Overall, only three apps in the test showed no detectable activity from integrated trackers before the privacy policy was accepted: Badoo, snoggle, and Hinge. For the first two, however, data was still exchanged prior to acceptance—albeit by the app itself rather than by trackers. Only in the case of Hinge were we unable to detect any active data-collection communication before acceptance of the privacy policy. Here, however, the issue reappears that only two of the five integrated trackers are actually mentioned in the privacy policy. As such, none of the apps examined can be considered “100% exemplary” or even fully “formally compliant” in this area—although Parship and elitePartner come relatively close.

Data Collection

The types of data collected essentially cover almost everything imaginable. This naturally includes a wide range of metadata related to the device in use, various unique and non-unique user and device identifiers, the platform and hardware used, usage times, location, time zone, and more. In addition, there are repeatedly larger data segments transmitted in encoded formats which, even when transport encryption is broken, are not readily readable and likely are not intended to be. In these cases, one can only speculate about what additional information is being transmitted. It is conceivable that, in the future, we may conduct a targeted, more in-depth analysis of a single app in order to gain insights into data that is obfuscated in this way.

With regard to the sheer volume of data being transmitted, it can be clearly—and unsurprisingly—observed that apps with fewer integrated tracking modules also send significantly less data overall to a wide range of endpoints.
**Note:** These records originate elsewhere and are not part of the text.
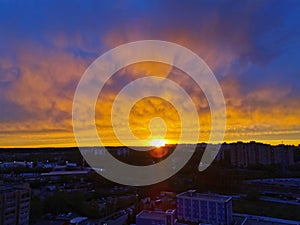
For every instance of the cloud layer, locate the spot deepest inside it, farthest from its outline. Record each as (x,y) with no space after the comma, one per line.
(251,46)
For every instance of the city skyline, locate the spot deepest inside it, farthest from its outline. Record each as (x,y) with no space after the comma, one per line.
(252,47)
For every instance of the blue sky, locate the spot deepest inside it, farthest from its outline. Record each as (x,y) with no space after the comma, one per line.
(253,47)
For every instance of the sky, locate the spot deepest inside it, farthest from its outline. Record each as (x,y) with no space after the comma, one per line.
(252,47)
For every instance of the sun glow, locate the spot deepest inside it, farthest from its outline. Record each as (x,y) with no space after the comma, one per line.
(158,143)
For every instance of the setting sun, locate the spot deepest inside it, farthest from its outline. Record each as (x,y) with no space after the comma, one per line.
(158,143)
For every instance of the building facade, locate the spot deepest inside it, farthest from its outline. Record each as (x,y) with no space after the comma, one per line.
(206,208)
(147,217)
(245,154)
(14,204)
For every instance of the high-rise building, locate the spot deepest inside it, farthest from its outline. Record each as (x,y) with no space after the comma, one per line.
(147,217)
(245,154)
(206,208)
(14,204)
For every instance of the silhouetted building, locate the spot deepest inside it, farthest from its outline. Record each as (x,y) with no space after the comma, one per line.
(14,204)
(245,154)
(207,208)
(147,217)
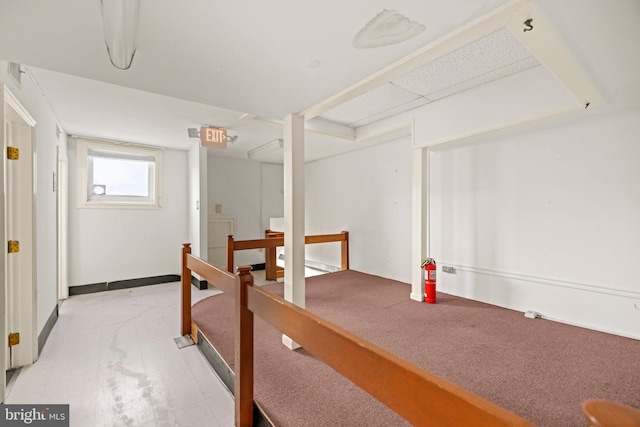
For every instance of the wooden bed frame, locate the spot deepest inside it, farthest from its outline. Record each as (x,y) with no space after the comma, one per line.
(400,385)
(275,239)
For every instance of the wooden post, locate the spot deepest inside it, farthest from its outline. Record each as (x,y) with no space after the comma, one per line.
(186,291)
(243,382)
(345,250)
(230,251)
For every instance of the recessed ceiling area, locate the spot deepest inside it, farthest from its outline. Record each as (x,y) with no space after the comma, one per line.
(490,75)
(205,64)
(489,58)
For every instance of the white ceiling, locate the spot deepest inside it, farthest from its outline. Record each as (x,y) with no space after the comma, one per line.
(208,63)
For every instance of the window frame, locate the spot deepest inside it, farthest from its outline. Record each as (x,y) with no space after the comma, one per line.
(118,150)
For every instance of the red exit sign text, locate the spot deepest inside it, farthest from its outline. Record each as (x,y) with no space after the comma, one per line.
(213,137)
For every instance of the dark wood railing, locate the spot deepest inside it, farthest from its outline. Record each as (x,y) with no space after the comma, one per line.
(400,385)
(274,239)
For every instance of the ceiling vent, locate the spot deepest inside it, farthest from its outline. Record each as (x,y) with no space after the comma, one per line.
(504,68)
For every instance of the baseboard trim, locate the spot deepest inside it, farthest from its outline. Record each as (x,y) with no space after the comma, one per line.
(122,284)
(46,330)
(200,284)
(227,377)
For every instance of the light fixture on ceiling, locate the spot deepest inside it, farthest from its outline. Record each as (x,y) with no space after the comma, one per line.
(195,133)
(269,147)
(388,27)
(120,24)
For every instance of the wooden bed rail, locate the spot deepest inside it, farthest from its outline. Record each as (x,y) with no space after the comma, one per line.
(274,239)
(415,394)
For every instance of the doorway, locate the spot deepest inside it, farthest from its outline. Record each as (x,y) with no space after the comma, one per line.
(18,293)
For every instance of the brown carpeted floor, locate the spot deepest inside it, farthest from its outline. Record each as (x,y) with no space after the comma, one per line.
(539,369)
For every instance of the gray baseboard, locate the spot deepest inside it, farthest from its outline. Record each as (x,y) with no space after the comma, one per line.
(200,284)
(46,330)
(122,284)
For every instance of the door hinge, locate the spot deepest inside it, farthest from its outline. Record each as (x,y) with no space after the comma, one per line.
(13,153)
(14,246)
(14,339)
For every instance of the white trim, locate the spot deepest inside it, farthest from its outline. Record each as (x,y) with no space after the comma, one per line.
(558,60)
(18,108)
(545,280)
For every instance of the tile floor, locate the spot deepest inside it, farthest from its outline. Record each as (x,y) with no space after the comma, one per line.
(111,356)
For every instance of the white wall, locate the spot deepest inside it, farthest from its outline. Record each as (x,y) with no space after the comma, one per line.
(197,201)
(120,244)
(545,221)
(367,193)
(46,142)
(252,192)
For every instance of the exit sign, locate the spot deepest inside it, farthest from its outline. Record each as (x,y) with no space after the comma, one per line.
(213,137)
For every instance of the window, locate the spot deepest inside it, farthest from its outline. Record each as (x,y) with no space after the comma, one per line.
(113,175)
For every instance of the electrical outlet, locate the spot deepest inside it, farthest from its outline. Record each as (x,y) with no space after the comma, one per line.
(532,314)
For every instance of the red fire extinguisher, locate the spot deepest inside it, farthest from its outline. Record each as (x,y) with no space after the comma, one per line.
(429,266)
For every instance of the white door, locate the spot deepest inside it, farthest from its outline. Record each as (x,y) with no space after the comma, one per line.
(18,235)
(62,188)
(219,228)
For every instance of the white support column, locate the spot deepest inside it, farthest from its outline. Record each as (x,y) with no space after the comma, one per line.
(294,232)
(419,220)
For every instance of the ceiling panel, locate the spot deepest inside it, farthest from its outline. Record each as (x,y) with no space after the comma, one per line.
(371,103)
(496,55)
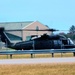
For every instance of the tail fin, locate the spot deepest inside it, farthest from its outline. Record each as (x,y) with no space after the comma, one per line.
(3,36)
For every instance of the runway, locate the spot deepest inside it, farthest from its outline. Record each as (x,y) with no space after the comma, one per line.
(38,60)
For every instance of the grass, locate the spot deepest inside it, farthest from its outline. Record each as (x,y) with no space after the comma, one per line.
(37,55)
(38,69)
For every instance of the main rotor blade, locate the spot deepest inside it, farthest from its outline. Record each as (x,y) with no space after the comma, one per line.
(41,30)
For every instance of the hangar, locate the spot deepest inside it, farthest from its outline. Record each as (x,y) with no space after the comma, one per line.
(23,35)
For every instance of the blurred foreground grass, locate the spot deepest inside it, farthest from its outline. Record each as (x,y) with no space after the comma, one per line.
(38,69)
(36,55)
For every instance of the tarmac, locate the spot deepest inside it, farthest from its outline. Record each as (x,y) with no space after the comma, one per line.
(38,60)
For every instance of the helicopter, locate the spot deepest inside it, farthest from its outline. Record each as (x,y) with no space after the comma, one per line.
(44,41)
Anyone who wishes to avoid becoming even more transparent while using a dating app—which by its very nature already gains detailed insights into a user’s life—should therefore choose one of the apps with fewer tracking modules. In this respect, the apps from Parship and elitePartner appear to be a reasonable choice, as our analysis of their additional communications also revealed no indicators of excessive data collection.

User Information

One of the objectives of this investigation is to identify inconsistencies between the information provided to users about app activity and what actually happens in practice during the operation of the application. For our analysis, the privacy policy is naturally of utmost importance, as it represents the user’s primary—and often only—source of information, and is therefore examined in detail.

Overall, there has not been a significant change in this area compared to the previous test. All apps provide a privacy policy (so far, so good). In every case, these policies are extensive, detailed, complex, and not particularly enjoyable to read—again, no surprise. The most persistent issue, however, remains the incomplete disclosure of all data-collecting entities integrated into the apps. Only one of the operators examined (Jaumo) manages to list all integrated trackers and clearly explain their purpose and activity—despite the app containing a total of nine such trackers. So it is clearly possible. The yoomee app also includes ten trackers and “forgets” to mention only one of them in its privacy policy. With appropriate diligence, this should therefore not pose a major problem in principle.

Verdict

Overall, the findings of this analysis remain largely unsurprising. The dating apps examined contain, in some cases, considerable tracking potential, and in most instances make fairly uninhibited use of it. The biggest issue continues to be the often entirely inadequate level of user transparency, with users too frequently being left in the dark about what data is being collected about them without their knowledge and with whom it is being shared.

There is, however, a small surprise in that the test did include two apps that we could almost recommend for use. The Parship and elitePartner apps are genuinely lean in their design and, apart from a few minor formal issues that could easily be remedied, are in fact close to exemplary. This demonstrates that privacy is continuing to gain importance and that the need to take it seriously is increasingly being recognized—not only by end users, but also by app operators.